Beam weapons moving closer to operational reality


I’ve written several times before about the impending advent of directed-energy weapons (specifically laser beams), which promise to revolutionize anti-aircraft and anti-missile defenses. The beam moves at light speed, which essentially means that one doesn’t have to allow for the target’s motion; one can aim directly at it, and the beam will arrive so fast that the target won’t have moved more than a few feet (even at multiples of the speed of sound) before it’s hit. This makes the aiming of the weapon much simpler. If the target can be seen (whether visually or by radar), and if it’s within range of the beam, it can be hit.

Boeing announced today that it’s completed the design of the latest iteration of laser weapons for the US Navy, the so-called Free Electron Laser, or FEL. Wired magazine’s Danger Room reports:

The U.S. military is bankrolling all kinds of projects to harness the power of directed energy, from laser-equipped aircraft that can shoot down ballistic missiles to smaller beam weapons mounted on Humvees that could zap mortars or artillery shells.
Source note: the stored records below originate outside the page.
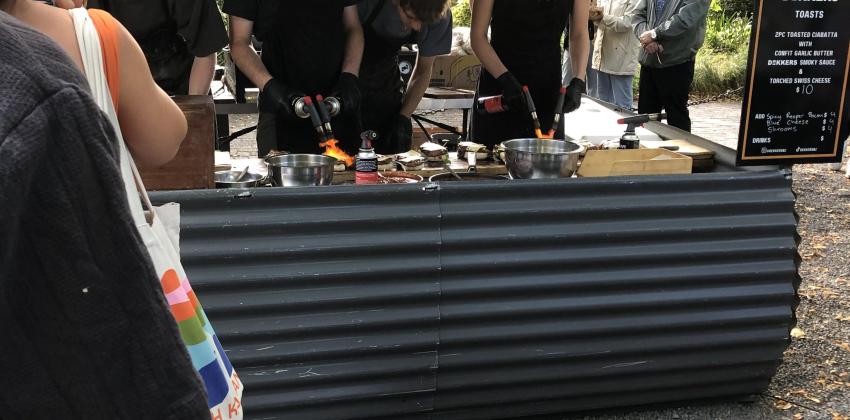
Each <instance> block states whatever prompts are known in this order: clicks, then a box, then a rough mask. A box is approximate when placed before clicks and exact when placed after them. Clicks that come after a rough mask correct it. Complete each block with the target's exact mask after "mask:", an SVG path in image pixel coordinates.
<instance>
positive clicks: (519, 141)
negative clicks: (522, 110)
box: [502, 139, 581, 179]
mask: <svg viewBox="0 0 850 420" xmlns="http://www.w3.org/2000/svg"><path fill="white" fill-rule="evenodd" d="M502 144H503V145H504V146H505V166H506V167H507V168H508V175H510V177H511V178H513V179H542V178H569V177H571V176H572V175H573V173H575V171H576V168H578V159H579V156H580V154H581V146H579V145H578V144H576V143H573V142H571V141H563V140H548V139H514V140H507V141H505V142H503V143H502Z"/></svg>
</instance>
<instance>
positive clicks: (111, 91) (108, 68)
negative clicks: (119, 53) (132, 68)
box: [88, 9, 121, 113]
mask: <svg viewBox="0 0 850 420" xmlns="http://www.w3.org/2000/svg"><path fill="white" fill-rule="evenodd" d="M88 12H89V17H90V18H91V22H92V23H93V24H94V28H95V29H96V30H97V35H98V38H100V50H101V53H102V54H103V71H104V72H105V73H106V84H107V85H108V86H109V95H110V96H112V105H113V106H114V107H115V112H116V113H117V112H118V98H120V97H121V95H119V93H120V89H121V71H120V70H121V67H120V66H119V65H118V23H117V21H116V20H115V18H114V17H112V15H110V14H109V13H107V12H105V11H103V10H100V9H89V11H88Z"/></svg>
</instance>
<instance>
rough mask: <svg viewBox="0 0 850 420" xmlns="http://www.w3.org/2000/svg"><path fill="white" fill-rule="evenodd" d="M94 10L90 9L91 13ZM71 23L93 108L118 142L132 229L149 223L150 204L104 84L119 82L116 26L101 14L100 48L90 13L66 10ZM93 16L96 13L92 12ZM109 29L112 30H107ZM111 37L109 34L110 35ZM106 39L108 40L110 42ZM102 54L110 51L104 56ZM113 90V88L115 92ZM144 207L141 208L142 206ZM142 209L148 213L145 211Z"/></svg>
mask: <svg viewBox="0 0 850 420" xmlns="http://www.w3.org/2000/svg"><path fill="white" fill-rule="evenodd" d="M93 11H94V9H93V10H92V12H93ZM69 12H70V14H71V17H72V19H73V21H74V29H75V32H76V34H77V42H78V44H79V48H80V55H82V57H83V65H84V68H85V74H86V78H87V79H88V81H89V88H90V89H91V93H92V97H93V98H94V100H95V102H96V103H97V105H98V106H99V107H100V109H101V110H102V111H103V113H104V114H106V116H107V118H108V119H109V122H110V123H111V124H112V127H113V128H114V132H115V136H116V137H117V140H118V149H119V153H120V166H121V178H122V179H123V181H124V189H125V193H126V196H127V201H128V204H129V207H130V213H131V214H132V216H133V220H134V222H135V224H136V226H143V225H146V224H150V223H153V218H154V216H155V215H154V214H153V205H152V204H151V202H150V198H149V197H148V193H147V190H145V186H144V184H143V183H142V177H141V175H139V170H138V168H137V167H136V162H135V161H133V157H132V156H131V155H130V151H129V150H128V149H127V145H126V144H125V143H124V137H123V136H122V134H121V126H120V125H119V123H118V115H117V113H116V112H115V103H114V101H115V98H116V97H117V95H116V94H115V93H116V92H113V91H111V90H110V86H109V83H108V81H107V79H108V75H109V74H112V76H111V77H112V80H113V84H115V85H116V86H117V85H118V83H119V82H120V77H119V70H120V66H119V64H118V54H117V51H118V48H117V46H118V45H117V36H115V35H116V34H117V30H118V26H117V25H118V24H117V23H116V22H115V19H114V18H112V16H111V15H109V14H108V13H106V12H102V15H101V17H100V19H99V20H101V21H102V22H106V24H105V25H104V26H103V27H104V28H105V29H104V30H103V31H102V33H104V34H106V36H105V39H106V41H105V43H106V45H109V43H110V42H111V45H112V46H107V47H104V46H102V44H103V43H102V42H101V39H100V38H101V32H99V31H98V30H97V29H96V28H97V27H96V24H95V20H94V19H92V18H91V15H90V11H88V10H86V9H82V8H81V9H71V10H69ZM95 14H97V12H96V13H95ZM110 26H111V27H112V28H113V29H109V28H110ZM110 34H111V35H110ZM110 38H111V40H112V41H110ZM104 51H111V52H108V53H106V54H105V53H104ZM107 54H109V55H111V56H113V57H114V59H113V64H111V65H110V64H108V63H107V61H106V60H105V57H106V56H107ZM116 90H117V89H116ZM143 204H144V207H143ZM145 209H147V210H148V211H147V212H146V211H145Z"/></svg>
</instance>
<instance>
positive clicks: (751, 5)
mask: <svg viewBox="0 0 850 420" xmlns="http://www.w3.org/2000/svg"><path fill="white" fill-rule="evenodd" d="M719 3H720V8H721V9H723V11H724V12H726V14H728V15H737V16H742V17H746V18H749V17H752V16H753V2H752V0H719Z"/></svg>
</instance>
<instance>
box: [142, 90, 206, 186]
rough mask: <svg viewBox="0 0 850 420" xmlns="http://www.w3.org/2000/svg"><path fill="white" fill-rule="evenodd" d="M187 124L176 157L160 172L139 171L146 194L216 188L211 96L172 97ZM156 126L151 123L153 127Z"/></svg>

The Navy is no exception: It wants a shipboard laser that is powerful enough to destroy anti-ship missiles.

Defense giant Boeing now says it has completed the preliminary design of one such weapon, the Free Electron Laser, or FEL. In a news release today, the company said it had presented its FEL design, which will operate by forcing a stream of high-energy electrons through a series of magnetic fields, creating a weapons-grade blast of laser light.

If it works, it would be the holy grail of military lasers. For starters, it would able to blast though the atmosphere without losing too much strength (see explanation here). And it would have an unlimited magazine: As long as the ship provided enough electrical power, it could keep on zapping.

There’s more at the link. Raytheon is also developing an FEL prototype for the US Navy, and will compete with Boeing for its further development.

The last sentence in the extract above is key, of course. Such lasers will consume enormous amounts of electrical power – far too much for most modern warships to generate. The US Navy’s looking into an all-electric warship for future service in order to generate the required current for such weapons. If present projections prove accurate, such a vessel should be available to mount the new weapon(s) by the time it/they are ready for service.

This, of course, means that potential opponents of the US Navy have a new headache to solve. Russia had developed high-speed, supersonic anti-ship missiles, which can be launched from land, sea or air platforms, and has exported them to many nations, some of which are now developing their own, similar systems. It’s long been true that a mass attack with such missiles could overwhelm gun- and missile-based shipborne defenses: even if the latter took out up to half the incoming weapons, the rest would get through, and do enough damage to render the ship(s) combat-ineffective (if not sink them outright). However, directed-energy weapons can fire as long and as often as they have power available, and their light-speed beams are much less difficult to steer to a fast-moving target, even if it’s maneuvering wildly to avoid them.

Such weapons will most likely change the equation back in favor of the defense – until someone figures out how to mount a directed-energy weapon in an aircraft or missile, which can fire it at the ship(s) from much further away, thus minimizing the time the defenses have to shoot down the platform carrying it. So the cycle will continue . . .

Peter

2 comments

  1. No; even a perfect mirror will I gather absorb some energy, get hot, and stop reflecting. Then it absorbs more energy, etc.

    Besides, there is no useful way to make an anti-ship weapon with a mirror on the front of it: It would not stay clean enough to work well. It would also make an excellent radar reflector.